Our achievements

OUR ACHIEVEMENTS 

Since its inception, NFSS has noted several key achievements such as follow:

  • Good relations with Ministry of Health who second therapists to work in our rehabilitation clinics.
  • Have a good networking structure with other organizations
  • We have had a great impact to the community on issues of persons with disability through the implementation of our programs.
  • Continuous capacity building opportunities from donors.

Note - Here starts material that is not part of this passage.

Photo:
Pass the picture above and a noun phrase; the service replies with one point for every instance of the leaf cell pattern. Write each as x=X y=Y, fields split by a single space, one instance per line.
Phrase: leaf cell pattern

CASE STUDY ON EARLY IDENTIFICATION

On 28th January 2008 a baby boy was born in the suburb of Kibera. Being the first born of Morris Odhiambo and Lucy Achieng, Faiz Ifram was received with much joy by the couple. The pregnancy period was all smooth without any hitches until the baby was delivered.

 

After birth Faiz was achieving all the developmental milestones as a result the parents did not suspect of any challenge facing him. It is not until at the age of 5 months, when he started crawling, the parents noted that he constantly knocked on objects on his way. They did not suspect that there was something wrong with his vision since he was very fast in adapting to his new environment and objects around him. For years his condition remained undiscovered and his mastery in mobility and orientation grew even better. Using the 4 steps stairs at his home entrance and walking independently became as easy as a, b, c. however, touch was his main sense of orientation and mobility.

 

When Faiz reached a point of interacting with other kids his age, the parents noted that he had a hard time in socializing with other kids especially verbally and active participation in play games. They sought opinion from various quarters and were given various explanations, suggestions and recommendations based on testimonials, stories, myths and believe.

 

In the month of September 2011 a community based volunteer in Kibera identified and referred him to Nairobi Family Support Services center for rehabilitation services. Upon arrival, he was enrolled for therapy sessions on every Wednesday as we monitored him. We also engaged him and the parents in our December 2011 communication training with the aim of understanding his communication channels with the aim of improving and introducing new effective communication concepts and skills.  Recommendations made by the master trainer, Stella, included integration to an early childhood development center where he could upgrade his social skills and a clinical assessment of his vision and hearing degree.

 

January 2012 he was placed in an early Childhood Centre, Little rock, in Kibera where he spent most of his time during the week days. We later did a follow up 1 month later and to our surprise he actually could bubble the vowels, enjoy turn taking activities and show intentions of responding to simple commands. Although teachers at the center claimed not to clearly understand his condition they decree him as a very bright student.

 

After the follow up and consultation we decided that it was the high time for Faiz to join a better established institution of learning but before that a detailed clinical assessment was vital to ensure a proper school placement.

 

February 2012 we facilitated for a clinical assessment at Prime eye clinic and Kenyatta National Hospital to ascertain his vision and hearing degree. One of our fears was confirmed that he had optic atrophy, totally blind, as a result of possibly having had his optic nerves damaged during delivery. Fortunately, brain evoked responses auditory results indicated normal hearing on both ears.

 

This was the Gateway to a well established school and 7th May 2012 Faiz was transferred to a public school, Kilimani Primary school, and was placed in the low vision unit. At the school his Activities of daily living, mobility, socialization and language greatly improved. He comfortably express himself with two to three word sentences, for example “nataka kucheza” (I want to play), “nataka kukojoa” (I want to use the toilet), “enda nyumbani sasa” (time to go home). Teachers at the unit and the school admire his personality term him as a genius “Faiz ni mwerevu sana, hata alizoea shule very fast na understanding yake ni mzuri” (“faiz is clever, his understanding is good and got used to the school surrounding very fast”) teacher Jackline said. Mrs. Clara, head of low vision department, appreciated for the effort input from the time of his identification to school placement. Faiz is currently being introduced to the white cane orientation at school and also engaged in the home based communication concept and skills training.

 

Faiz Ifram is a model that shows how early identification and intervention may facilitate ones independence in the future. His courage and determination can be emulated worldwide.